To get started, do the following:
- In this case, one row of the logs table contains information about one visit, and the ym.s.goalsID column is an array of the form -
[0,1,0,...]
, which contains identifiers of goals achieved during this visit. In order to bring the array to a form suitable for further work, it is necessary to remove extra characters from it, in our case square brackets. - It is necessary to reformat the table so that one line contains information about one goal achieved during the visit. Those. if three goals were achieved during one visit, then this visit will be divided into three rows, and each line, in the ym.s.goalsID column will contain the identifier of only one goal.
- Attach a table with a list of goals to the log table to understand exactly what goals were achieved during each visit.
- Rename the name column with goal names to events .

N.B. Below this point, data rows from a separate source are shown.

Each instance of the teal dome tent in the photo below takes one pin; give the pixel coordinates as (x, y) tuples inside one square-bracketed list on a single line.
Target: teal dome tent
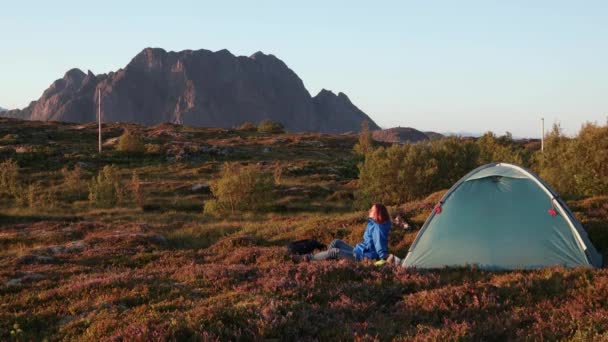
[(501, 217)]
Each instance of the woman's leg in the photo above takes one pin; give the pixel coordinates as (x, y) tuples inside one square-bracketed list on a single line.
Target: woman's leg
[(338, 249)]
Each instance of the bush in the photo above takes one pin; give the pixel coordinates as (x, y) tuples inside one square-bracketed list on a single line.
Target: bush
[(107, 189), (73, 178), (136, 190), (154, 148), (38, 197), (9, 177), (500, 149), (240, 188), (247, 127), (579, 166), (268, 126), (130, 142), (399, 174)]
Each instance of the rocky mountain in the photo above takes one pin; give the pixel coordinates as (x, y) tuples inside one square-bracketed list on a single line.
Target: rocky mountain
[(403, 135), (198, 88)]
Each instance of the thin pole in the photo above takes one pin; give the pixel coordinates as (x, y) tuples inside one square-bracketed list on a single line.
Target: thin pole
[(99, 116), (542, 134)]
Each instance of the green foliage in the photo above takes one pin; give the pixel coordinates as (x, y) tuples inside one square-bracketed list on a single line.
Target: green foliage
[(73, 178), (268, 126), (36, 196), (578, 166), (136, 190), (499, 149), (399, 174), (131, 142), (241, 188), (9, 177), (247, 127), (366, 142), (107, 190), (154, 148)]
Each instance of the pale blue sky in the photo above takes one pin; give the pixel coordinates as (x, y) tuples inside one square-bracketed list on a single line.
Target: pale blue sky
[(434, 65)]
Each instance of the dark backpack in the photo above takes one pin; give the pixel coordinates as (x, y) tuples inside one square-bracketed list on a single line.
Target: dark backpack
[(305, 246)]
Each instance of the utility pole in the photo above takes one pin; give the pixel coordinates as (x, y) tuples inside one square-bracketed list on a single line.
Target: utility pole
[(542, 135), (99, 116)]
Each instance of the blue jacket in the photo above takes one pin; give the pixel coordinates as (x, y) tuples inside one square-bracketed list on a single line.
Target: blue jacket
[(375, 241)]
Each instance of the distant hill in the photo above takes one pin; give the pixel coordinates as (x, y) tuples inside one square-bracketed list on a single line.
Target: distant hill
[(197, 88), (404, 135)]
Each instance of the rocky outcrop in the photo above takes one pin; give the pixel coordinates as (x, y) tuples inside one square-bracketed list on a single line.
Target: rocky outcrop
[(403, 135), (198, 88), (337, 112)]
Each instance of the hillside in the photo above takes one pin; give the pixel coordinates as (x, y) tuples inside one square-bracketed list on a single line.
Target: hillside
[(163, 270), (196, 88), (403, 135)]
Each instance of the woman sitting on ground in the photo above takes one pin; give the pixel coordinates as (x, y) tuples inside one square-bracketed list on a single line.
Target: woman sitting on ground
[(375, 240)]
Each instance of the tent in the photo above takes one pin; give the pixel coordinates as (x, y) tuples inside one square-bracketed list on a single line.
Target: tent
[(501, 217)]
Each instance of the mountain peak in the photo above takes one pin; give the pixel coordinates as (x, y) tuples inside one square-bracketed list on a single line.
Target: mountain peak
[(198, 88)]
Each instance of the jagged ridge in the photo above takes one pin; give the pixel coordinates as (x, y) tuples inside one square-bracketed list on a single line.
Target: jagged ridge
[(199, 88)]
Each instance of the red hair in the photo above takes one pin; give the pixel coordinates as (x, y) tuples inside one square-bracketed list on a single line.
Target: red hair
[(382, 215)]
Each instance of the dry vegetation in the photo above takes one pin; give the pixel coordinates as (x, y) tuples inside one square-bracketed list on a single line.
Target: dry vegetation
[(151, 265)]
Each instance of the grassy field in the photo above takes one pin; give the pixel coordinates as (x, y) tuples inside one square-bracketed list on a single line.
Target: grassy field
[(70, 270)]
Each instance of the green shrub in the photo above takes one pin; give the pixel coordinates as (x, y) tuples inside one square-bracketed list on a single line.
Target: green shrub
[(39, 197), (268, 126), (241, 188), (500, 149), (136, 190), (73, 178), (576, 166), (399, 174), (130, 142), (107, 189), (9, 177), (154, 148), (247, 127)]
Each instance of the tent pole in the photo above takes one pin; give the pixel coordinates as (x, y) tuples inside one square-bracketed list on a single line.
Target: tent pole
[(99, 117), (542, 135)]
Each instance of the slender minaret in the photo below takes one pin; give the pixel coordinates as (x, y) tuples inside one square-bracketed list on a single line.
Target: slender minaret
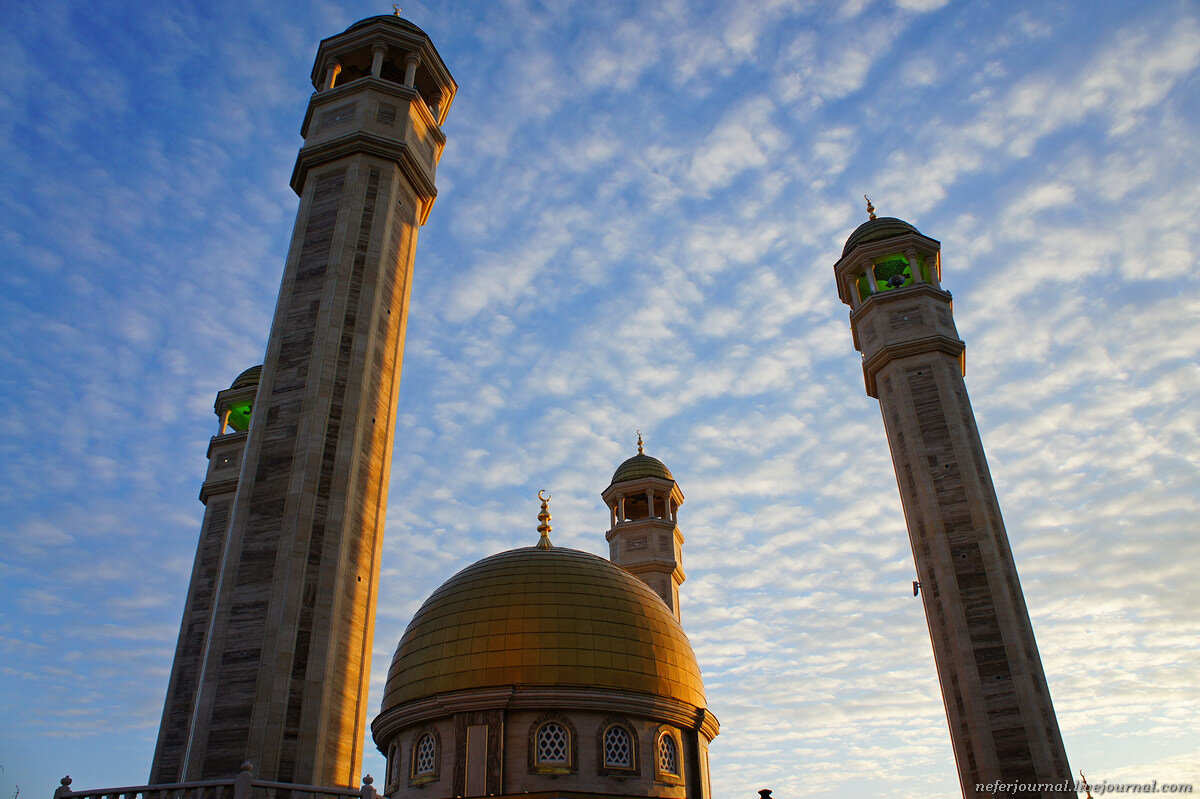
[(1002, 724), (275, 671), (645, 539)]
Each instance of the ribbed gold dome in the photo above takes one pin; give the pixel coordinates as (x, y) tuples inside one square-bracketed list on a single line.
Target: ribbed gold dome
[(544, 617)]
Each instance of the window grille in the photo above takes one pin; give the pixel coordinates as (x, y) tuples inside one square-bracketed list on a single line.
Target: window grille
[(553, 744), (425, 756), (669, 755), (618, 749)]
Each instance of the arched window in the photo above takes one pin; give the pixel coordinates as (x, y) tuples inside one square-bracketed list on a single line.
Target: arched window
[(666, 762), (426, 756), (618, 748), (552, 746)]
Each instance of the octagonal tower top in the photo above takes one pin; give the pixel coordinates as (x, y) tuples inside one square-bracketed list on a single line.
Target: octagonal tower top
[(405, 54)]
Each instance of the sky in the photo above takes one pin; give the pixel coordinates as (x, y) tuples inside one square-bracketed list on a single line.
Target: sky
[(640, 206)]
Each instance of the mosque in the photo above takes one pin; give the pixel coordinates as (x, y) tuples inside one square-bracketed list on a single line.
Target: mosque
[(541, 670)]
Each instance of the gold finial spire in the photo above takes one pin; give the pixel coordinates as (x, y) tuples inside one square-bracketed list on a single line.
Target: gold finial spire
[(544, 518)]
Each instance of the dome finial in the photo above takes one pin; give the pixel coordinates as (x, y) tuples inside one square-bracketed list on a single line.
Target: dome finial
[(544, 518)]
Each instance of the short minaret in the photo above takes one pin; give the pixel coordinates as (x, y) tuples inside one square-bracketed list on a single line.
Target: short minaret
[(997, 704), (645, 540), (282, 677), (233, 408)]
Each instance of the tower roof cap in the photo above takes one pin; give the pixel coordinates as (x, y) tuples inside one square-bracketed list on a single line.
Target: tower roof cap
[(873, 229), (641, 466), (249, 378), (391, 19)]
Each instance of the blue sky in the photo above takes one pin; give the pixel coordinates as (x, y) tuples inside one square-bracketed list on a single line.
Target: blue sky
[(640, 206)]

All of the above actions are implemented using the following code:
Postprocessing code for data received from the Logs API # logs_goals <- logs %>% mutate(ym.s.goalsID = str_replace_all(ym.s.goalsID, # "\\[|\\]", "") %>% str_split(",")) %>% # unnest(cols = c(ym.s.goalsID)) %>% mutate(ym.s.goalsID = as.integer(ym.s.goalsID)) %>% # id left_join(goals, by = c("ym.s.goalsID" = "id")) %>% # rename(events = name) # events
A small explanation of the code. The %>%
operator is called a pipeline, and makes the code more readable and compact. In fact, it takes the result of executing one function and passes it as the first argument to the next function. Thus, a kind of conveyor is obtained, which allows you not to clog the RAM with superfluous variables that store intermediate results.
The str_replace_all
function removes square brackets in the ym.s.goalsID column. str_split
splits the target identifiers from the ym.s.goalsID column into separate values, and unnest
splits them into separate rows, duplicating the values of all other columns.
Using mutate
we cast target identifiers to integer type.
left_join
goals table to the result, which stores information about the configured goals. Using the ym.s.goalsID column from the current table and the id column from the goals table as the key.
Finally, the rename
function renames the name column to events .
Now the logs_goals table has the appearance necessary for further work.
Next, create three new tables:
- first_visits - dates of the first sessions for all new users
- cart - dates of adding products to the basket
- orders - orders
Table creation code # first_visits <- logs_goals %>% filter(ym.s.isNewUser == 1 ) %>% # select(ym.s.clientID, # clientID ym.s.date) # date # cart <- logs_goals %>% filter(events == " ") %>% select(ym.s.clientID, ym.s.date) # orders <- logs_goals %>% filter(events == " ") %>% select(ym.s.clientID, ym.s.date)
Each new table is the result of filtering the main logs_goals table obtained in the last step. Filtering is performed by the filter
function.
To build funnels, it is enough for us to leave information about the user ID and the date of the event, which are stored in the ym.s.clientID and ym.s.date columns, in the new tables. The desired columns were selected using the select
function.
Funnel types
The type argument accepts any combination of the values first
, last
, any
and lastbefore
with first
, last
, any
and firstafter
. The following is an example of the most useful combinations you can use:
first-first
: get the earliest x and y events for each user. For example, we want to get the date of the first visit, and the date of the first purchase, in which case use the funnel type first-first
.
# first-first first_visits %>% after_inner_join(orders, by_user = "ym.s.clientID", by_time = "ym.s.date", type = "first-first")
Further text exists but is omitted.